Distributed & Decentralized Systems Curriculum
Consensus Fault Tolerance · FLP Impossibility

Key Question

What do “safety” and “liveness” mean, and how do they relate to consensus?

Deep Dive

Safety means “nothing bad happens.” In consensus, safety requires:

  • Agreement: No two correct nodes decide different values.
  • Validity: Any decided value was proposed by some node.

Safety is a reachability property — if violated, you can point to a specific moment where it broke. It’s like “don’t cross the double yellow line.” You can check if anyone ever crossed it.

Liveness means “something good eventually happens.” In consensus:

  • Termination: Every correct node eventually decides a value.

Liveness is a convergence property — you cannot point to a moment where it’s violated because it might still happen in the future. It’s like “you will eventually reach your destination.” At any point during the trip, it’s not yet violated — you might still arrive.

The tension between them is fundamental:

Safety (must be preserved at all costs):
  Node A: |--decide(1)--|          |--decide(1)--| ✓
  Node B: |----decide(1)----|      |--decide(1)--| ✓

  Node A: |--decide(1)--|          |--decide(0)--| ✗ SAFETY VIOLATED!
  Node B: |----decide(0)----|      |----decide(0)--| 

FLP’s core finding: in an asynchronous system with even one possible crash, you cannot guarantee liveness while preserving safety. Any algorithm that always terminates (liveness) can be forced into a contradiction (safety violation) by scheduling delays.
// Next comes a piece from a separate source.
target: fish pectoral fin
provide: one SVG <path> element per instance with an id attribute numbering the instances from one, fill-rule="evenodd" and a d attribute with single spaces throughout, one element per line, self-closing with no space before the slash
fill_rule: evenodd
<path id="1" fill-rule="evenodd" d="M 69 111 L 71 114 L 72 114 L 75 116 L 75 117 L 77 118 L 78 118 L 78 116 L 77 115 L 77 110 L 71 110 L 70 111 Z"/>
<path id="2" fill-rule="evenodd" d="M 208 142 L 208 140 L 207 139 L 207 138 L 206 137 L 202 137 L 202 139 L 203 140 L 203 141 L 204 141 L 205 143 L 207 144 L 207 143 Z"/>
A consensus algorithm can be:

  • Safe but not live: Nodes wait forever for a response that never comes. The system blocks. No decision is ever made. Agreement is preserved (no disagreement) but nothing ever happens.
  • Live but not safe: Nodes decide quickly, but due to incomplete information, different nodes decide different values. Progress happens, but the result is garbage.
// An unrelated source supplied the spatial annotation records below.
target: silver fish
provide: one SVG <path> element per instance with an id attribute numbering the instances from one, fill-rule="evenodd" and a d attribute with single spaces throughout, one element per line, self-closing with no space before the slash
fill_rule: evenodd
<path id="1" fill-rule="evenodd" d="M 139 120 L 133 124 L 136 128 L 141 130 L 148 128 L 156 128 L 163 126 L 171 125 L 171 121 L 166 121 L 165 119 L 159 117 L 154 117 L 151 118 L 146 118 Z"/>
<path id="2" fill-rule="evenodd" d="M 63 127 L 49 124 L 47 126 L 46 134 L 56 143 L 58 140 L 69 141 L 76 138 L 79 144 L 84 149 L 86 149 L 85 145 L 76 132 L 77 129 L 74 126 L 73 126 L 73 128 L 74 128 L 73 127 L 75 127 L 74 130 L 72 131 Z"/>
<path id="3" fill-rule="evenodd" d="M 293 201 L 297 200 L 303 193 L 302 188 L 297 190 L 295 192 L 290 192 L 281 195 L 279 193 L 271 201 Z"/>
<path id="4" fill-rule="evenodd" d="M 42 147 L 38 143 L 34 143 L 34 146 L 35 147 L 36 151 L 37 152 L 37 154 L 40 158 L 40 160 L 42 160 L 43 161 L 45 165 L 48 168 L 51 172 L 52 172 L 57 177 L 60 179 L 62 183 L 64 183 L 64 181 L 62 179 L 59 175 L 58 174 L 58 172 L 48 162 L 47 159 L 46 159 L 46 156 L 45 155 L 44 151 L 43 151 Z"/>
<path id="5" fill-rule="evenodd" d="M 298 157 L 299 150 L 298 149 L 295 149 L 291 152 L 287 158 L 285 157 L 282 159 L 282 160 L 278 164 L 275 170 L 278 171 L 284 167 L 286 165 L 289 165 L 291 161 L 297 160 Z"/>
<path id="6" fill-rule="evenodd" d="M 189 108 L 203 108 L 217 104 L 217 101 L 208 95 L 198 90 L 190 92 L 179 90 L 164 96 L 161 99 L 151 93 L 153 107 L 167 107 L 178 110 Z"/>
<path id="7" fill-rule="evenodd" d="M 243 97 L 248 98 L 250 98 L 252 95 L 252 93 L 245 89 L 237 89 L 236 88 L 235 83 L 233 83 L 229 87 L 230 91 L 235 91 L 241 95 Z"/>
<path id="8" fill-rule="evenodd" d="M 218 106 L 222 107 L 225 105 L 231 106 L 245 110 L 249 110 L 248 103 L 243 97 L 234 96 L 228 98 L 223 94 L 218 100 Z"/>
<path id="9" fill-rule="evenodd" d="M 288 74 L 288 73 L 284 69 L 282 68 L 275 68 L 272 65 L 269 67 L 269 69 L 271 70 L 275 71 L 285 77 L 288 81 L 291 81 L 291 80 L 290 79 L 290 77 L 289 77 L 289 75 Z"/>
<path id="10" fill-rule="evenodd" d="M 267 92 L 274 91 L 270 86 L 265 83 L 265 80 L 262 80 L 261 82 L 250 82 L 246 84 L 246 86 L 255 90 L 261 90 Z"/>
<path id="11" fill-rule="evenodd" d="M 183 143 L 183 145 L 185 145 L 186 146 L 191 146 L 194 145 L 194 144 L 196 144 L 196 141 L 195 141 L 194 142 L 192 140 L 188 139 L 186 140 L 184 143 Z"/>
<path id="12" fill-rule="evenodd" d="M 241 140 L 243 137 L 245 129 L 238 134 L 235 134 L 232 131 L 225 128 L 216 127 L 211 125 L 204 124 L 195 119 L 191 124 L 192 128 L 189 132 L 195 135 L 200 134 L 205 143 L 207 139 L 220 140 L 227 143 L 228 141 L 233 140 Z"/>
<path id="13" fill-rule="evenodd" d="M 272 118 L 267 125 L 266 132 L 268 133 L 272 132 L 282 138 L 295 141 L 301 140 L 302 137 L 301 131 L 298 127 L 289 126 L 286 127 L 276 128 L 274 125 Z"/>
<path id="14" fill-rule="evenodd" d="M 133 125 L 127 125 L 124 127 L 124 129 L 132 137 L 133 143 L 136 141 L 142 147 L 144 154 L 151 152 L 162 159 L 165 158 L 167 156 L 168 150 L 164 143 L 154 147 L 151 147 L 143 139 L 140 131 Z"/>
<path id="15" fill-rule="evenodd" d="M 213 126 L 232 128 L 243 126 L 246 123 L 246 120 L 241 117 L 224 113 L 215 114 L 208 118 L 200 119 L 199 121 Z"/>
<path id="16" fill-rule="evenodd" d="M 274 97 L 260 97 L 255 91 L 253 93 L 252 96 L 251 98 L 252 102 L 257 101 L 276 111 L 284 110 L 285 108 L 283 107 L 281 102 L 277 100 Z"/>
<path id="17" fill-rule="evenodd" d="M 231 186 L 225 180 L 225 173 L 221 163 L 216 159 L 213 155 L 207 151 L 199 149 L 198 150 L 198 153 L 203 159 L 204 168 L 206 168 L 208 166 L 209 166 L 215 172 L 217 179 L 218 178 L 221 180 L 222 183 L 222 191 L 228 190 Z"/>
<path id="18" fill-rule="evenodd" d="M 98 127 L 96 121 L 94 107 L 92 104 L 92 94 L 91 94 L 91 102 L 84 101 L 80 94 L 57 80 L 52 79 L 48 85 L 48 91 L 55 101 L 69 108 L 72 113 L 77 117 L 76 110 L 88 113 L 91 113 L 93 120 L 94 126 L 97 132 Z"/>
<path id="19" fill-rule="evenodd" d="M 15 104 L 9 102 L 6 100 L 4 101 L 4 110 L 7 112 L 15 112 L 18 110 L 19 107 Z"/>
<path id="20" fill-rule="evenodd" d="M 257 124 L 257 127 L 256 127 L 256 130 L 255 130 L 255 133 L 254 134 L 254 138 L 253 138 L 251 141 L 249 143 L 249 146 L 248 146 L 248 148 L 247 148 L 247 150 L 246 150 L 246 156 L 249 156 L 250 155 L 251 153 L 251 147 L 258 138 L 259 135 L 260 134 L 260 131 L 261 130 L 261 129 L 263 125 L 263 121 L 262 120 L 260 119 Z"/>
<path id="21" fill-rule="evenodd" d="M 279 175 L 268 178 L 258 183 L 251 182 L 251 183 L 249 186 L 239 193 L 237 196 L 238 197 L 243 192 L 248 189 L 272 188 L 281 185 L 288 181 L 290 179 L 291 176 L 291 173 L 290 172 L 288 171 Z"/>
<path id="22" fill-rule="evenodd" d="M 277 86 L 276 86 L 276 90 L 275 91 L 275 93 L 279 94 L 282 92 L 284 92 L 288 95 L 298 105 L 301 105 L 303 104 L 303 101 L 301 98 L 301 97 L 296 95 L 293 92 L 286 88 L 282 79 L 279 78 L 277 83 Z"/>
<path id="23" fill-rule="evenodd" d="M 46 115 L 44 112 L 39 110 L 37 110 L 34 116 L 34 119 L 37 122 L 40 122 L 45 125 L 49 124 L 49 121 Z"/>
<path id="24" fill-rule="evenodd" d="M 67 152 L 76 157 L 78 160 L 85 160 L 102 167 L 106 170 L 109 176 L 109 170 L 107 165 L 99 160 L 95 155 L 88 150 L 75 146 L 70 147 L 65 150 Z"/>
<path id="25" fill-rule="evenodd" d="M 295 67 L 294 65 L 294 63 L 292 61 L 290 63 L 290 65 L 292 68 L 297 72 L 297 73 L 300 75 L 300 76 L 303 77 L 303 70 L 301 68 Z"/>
Real systems choose safety over liveness — it’s better to stop making progress than to silently disagree.

Check Your Understanding

  1. If a consensus algorithm blocks forever because a network partition never heals, is safety violated, liveness violated, or both?
  2. Can you tell at any finite point in time whether a liveness property has been violated? Why or why not?
  3. Why do production systems prefer violating liveness over violating safety?

The “So What?”

The FLP impossibility is specifically about liveness (guaranteed termination), not safety. We can always keep the system safe — just not guaranteed to always make progress. When your Raft cluster refuses to elect a leader during a network partition, that’s liveness being sacrificed to protect safety.


✏️ Exercises

FLP Impossibility: Exercises

Exercise 1: Synchrony and FLP

If a system can guarantee message delivery within 100ms, does FLP apply? Explain why or why not.

Exercise 2: Valency

What is the difference between a univalent configuration and a bivalent configuration? Give a concrete example of each in a 3-node system trying to agree on 0 or 1.

Exercise 3: Timeouts and the Async Model

How does using a timeout violate the pure asynchronous model? If a timeout fires, what can you conclude — and what can’t you conclude?

👁️ View Solutions

FLP Impossibility: Solutions

Exercise 1

If a system guarantees message delivery within 100ms, FLP does not apply as originally stated because the system is synchronous (bounded message delay), not asynchronous. FLP assumes no upper bound on message delay. With a 100ms bound, you can use timeouts safely — if you don’t hear back in 100ms, the node must be crashed.

However, in practice, the 100ms bound might not hold during garbage collection pauses, network congestion, or overload. So while the theoretical FLP doesn’t apply to this system, the practical concern remains — you must be certain the bound always holds.

Exercise 2

Univalent: A configuration where all possible executions lead to the same decision value.

Example of 1-valent: All three nodes have exchanged messages indicating they’ve accepted proposal value 1. No matter what messages are delivered next, the system will decide 1.

Bivalent: A configuration where both 0 and 1 are still possible outcomes depending on future message deliveries.

Example of bivalent: Two nodes proposed 0, one node proposed 1, and no majority has formed. If the first two nodes communicate first, they’ll decide 0. If the third node makes a counter-proposal to one of the 0-proposers before that node hears from the other 0-proposer, the system might shift toward 1. Both outcomes are still possible.

Exercise 3

A timeout assumes an upper bound on message delivery time. If a message hasn’t arrived within the timeout period, you conclude the recipient is faulty. But in the pure asynchronous model, the message might arrive in the next microsecond — there’s no way to distinguish “slow” from “crashed.”

When a timeout fires, you can conclude: “I haven’t received a response yet.” You cannot conclude: “The node has crashed.” This is why timeouts are called “unreliable failure detectors” — they can suspect correct processes and fail to suspect crashed ones. The pure async model forbids even unreliable failure detection because it assumes no timing information is available at all.